Code Security

5 automated security scanners

Dynamic Analysis Effectiveness

Purpose: The Dynamic Analysis Effectiveness Scanner is designed to evaluate and analyze the effectiveness of dynamic application security testing (DAST) by assessing various aspects such as runtime vulnerability detection, authenticated scanning coverage, API testing capabilities, vulnerability validation accuracy, and continuous testing integration. This tool aims to identify inadequate dynamic analysis that may miss critical runtime vulnerabilities in applications.

What It Detects:

DAST Tool Presence: The scanner tests for the presence of dynamic analysis tools such as Burp Suite, OWASP ZAP, Acunetix, Netsparker, Qualys WAS, and Veracode Dynamic.

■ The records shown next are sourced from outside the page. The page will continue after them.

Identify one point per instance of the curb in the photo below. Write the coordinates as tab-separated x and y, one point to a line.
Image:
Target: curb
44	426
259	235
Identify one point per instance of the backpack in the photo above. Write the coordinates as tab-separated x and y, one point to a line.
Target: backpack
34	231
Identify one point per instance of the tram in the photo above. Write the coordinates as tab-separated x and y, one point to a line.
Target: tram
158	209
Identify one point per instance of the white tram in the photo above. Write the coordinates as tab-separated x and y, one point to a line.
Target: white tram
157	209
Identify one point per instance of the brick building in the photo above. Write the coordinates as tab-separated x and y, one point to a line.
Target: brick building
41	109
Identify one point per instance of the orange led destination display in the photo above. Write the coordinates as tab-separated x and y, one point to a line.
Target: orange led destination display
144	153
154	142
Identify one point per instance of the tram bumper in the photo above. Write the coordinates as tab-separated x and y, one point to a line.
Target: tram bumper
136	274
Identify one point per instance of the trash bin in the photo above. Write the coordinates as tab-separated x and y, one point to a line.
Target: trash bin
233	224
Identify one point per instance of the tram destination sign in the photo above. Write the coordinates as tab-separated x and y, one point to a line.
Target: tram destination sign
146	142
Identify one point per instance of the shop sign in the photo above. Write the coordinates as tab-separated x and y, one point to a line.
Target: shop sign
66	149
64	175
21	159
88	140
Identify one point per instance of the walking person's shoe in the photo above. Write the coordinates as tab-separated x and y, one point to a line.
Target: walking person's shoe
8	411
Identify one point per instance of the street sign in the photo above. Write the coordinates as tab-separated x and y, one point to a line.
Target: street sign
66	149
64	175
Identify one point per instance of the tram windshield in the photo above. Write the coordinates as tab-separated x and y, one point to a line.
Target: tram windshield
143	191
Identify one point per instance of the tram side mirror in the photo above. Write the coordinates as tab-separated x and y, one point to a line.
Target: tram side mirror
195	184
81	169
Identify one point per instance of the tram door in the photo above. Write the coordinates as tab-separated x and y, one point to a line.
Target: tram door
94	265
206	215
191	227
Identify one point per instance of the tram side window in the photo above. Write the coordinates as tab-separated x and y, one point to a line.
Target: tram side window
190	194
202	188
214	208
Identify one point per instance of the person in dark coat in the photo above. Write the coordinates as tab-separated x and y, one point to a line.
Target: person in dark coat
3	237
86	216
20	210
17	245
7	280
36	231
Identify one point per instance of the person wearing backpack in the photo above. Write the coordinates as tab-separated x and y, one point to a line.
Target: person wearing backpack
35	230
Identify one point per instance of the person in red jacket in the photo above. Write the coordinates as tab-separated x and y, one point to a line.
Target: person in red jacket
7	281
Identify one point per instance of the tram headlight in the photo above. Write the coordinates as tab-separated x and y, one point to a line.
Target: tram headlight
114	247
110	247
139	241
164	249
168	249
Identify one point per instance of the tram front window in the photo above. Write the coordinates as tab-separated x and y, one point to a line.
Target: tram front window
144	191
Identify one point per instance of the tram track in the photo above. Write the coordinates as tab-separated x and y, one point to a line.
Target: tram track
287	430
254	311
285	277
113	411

It also checks for DAST vendor disclosures in application content to ensure runtime testing is performed.
Authenticated Scanning: The scanner verifies the presence of authenticated scanning capabilities, session management, proper handling of credentials during scans, and flags any instances where unauthenticated-only scans are conducted.
API Testing Coverage: It evaluates API security testing for RESTful APIs and GraphQL endpoints, checks for endpoint discovery mechanisms to ensure comprehensive coverage, and identifies gaps in API testing.
Continuous Testing: The scanner tests for the implementation of automated scanning processes integrated with CI/CD pipelines, scheduled scans, and flags any manual-only testing processes that may lead to coverage gaps.
Vulnerability Validation: It assesses the presence of validation evidence through security blogs or similar sections where exploit confirmations, finding accuracy, and reduction of false positives are checked.

Inputs Required:

domain (string): A fully qualified domain name (e.g., acme.com) which is essential for scanning the application’s runtime behavior and detecting any missing coverage areas.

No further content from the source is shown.